Die Wochen vergingen, doch der Brief kam nicht. Truda suchte nach Erklärungen: Vielleicht war es noch zu früh, vielleicht verkehrte die Post noch nicht. In Berlin war sicher viel los. Oder war Jakob vielleicht untergetaucht? Die Hakenkreuzflagge hatte noch über dem Reichstag geweht, als er sie mit den gefälschten Papieren nach Hause gebracht hatte.
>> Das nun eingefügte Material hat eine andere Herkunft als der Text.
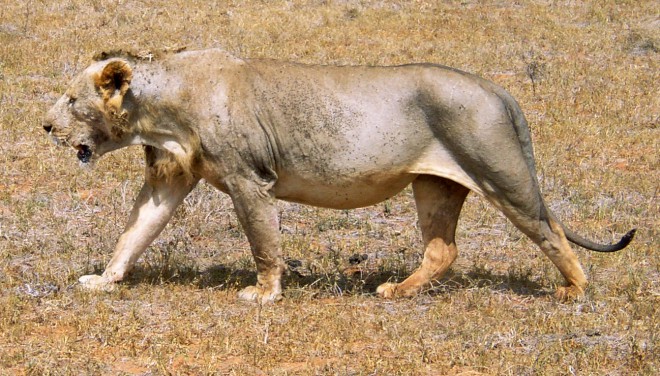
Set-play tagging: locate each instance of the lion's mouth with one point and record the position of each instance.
(84, 153)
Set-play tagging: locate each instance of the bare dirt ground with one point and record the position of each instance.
(586, 75)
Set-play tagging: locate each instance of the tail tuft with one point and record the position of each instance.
(582, 242)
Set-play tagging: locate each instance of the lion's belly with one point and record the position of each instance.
(342, 192)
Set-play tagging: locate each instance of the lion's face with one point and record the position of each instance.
(86, 117)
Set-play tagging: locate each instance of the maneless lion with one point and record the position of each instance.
(335, 137)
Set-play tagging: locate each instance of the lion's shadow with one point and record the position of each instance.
(356, 282)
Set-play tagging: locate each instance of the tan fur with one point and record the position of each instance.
(338, 137)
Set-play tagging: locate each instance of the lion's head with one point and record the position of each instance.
(92, 116)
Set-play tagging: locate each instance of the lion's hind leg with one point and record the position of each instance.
(439, 202)
(539, 225)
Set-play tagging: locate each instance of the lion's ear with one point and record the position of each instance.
(113, 82)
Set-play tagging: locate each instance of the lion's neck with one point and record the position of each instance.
(167, 128)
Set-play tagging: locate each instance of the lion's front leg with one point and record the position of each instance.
(257, 212)
(153, 208)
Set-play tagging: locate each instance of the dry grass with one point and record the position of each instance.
(586, 74)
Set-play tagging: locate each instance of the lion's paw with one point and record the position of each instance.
(387, 290)
(569, 293)
(96, 283)
(258, 295)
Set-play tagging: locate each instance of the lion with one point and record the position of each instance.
(338, 137)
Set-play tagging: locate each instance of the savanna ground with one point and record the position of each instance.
(586, 74)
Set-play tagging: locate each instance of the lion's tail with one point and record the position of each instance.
(588, 244)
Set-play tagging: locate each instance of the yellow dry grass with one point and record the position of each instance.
(586, 74)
Auch sie versuchte, das Haus wieder ins frühere Leben zurückzuführen. Sie durchwühlte die Kartons ihres Vaters und holte die letzten Kraszewskis vom Dachboden, die im Krieg nicht verbrannt worden waren. Schöne Bücher mit Ledereinbänden. Sie machte Platz für sie in der Etagere, die gleichfalls dem Feuer entgangen war und aus der noch während der Anwesenheit der Soldaten das blaue Porzellan verschwunden war. Sie holte ganz allein den Sessel vom Dachboden – er war vor langer Zeit hinaufgetragen worden, weil eine Hofkatze ihn vollgepinkelt hatte –, indem sie das Möbel, das sie mit dem Rücken abstützte, Stufe für Stufe die Treppe hinabrutschen ließ. Die übrigen Teile der schönen Sitzgarnitur hatten Brandlöcher von Zigaretten und aufgeschlitzte Polster. Aus den alten Plüschvorhängen, die den ganzen Krieg über das Haus vom Blick auf den Berg abgeschnitten hatten, nähte Truda Schonbezüge, wobei sie sich mit der Nadel die Finger zerstach.
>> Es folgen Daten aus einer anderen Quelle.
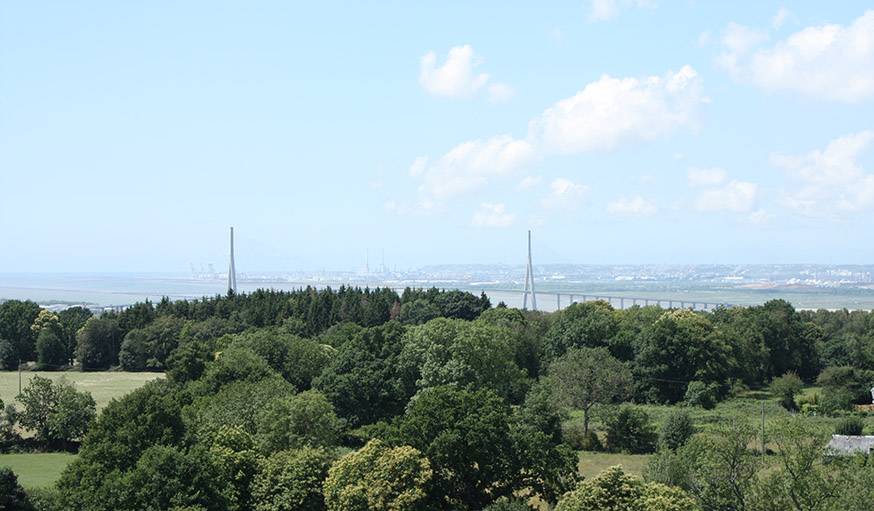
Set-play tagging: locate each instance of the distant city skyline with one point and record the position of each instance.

Sie säte Erbsen und stellte beizeiten Stangen auf. Sie weißte den Apfelbaum, grub im Garten fünf neue Beete um und entdeckte verblüfft, dass dort wilde Tomaten wuchsen, also stellte sie auch für sie Stangen auf. Sie strich alle Wände weiß, was das Haus heller machte. Doch beim Malern spritzte ihr Kalk ins Auge. Sie sah die Welt wie durch zwei enge Spalten, halbblind, und fühlte sich wie ein Hund, der an der Kette verreckte, immer dickeren Schaum vor dem Maul hatte, um schließlich zu einem trockenen leeren Sack mit Knochen zu verdorren. Ob Jakob sie so noch wollen würde, wenn er zurückkäme? »Truda wird keinen Deutschen heiraten.« Der Bahnsteig, der Zug, das Ende.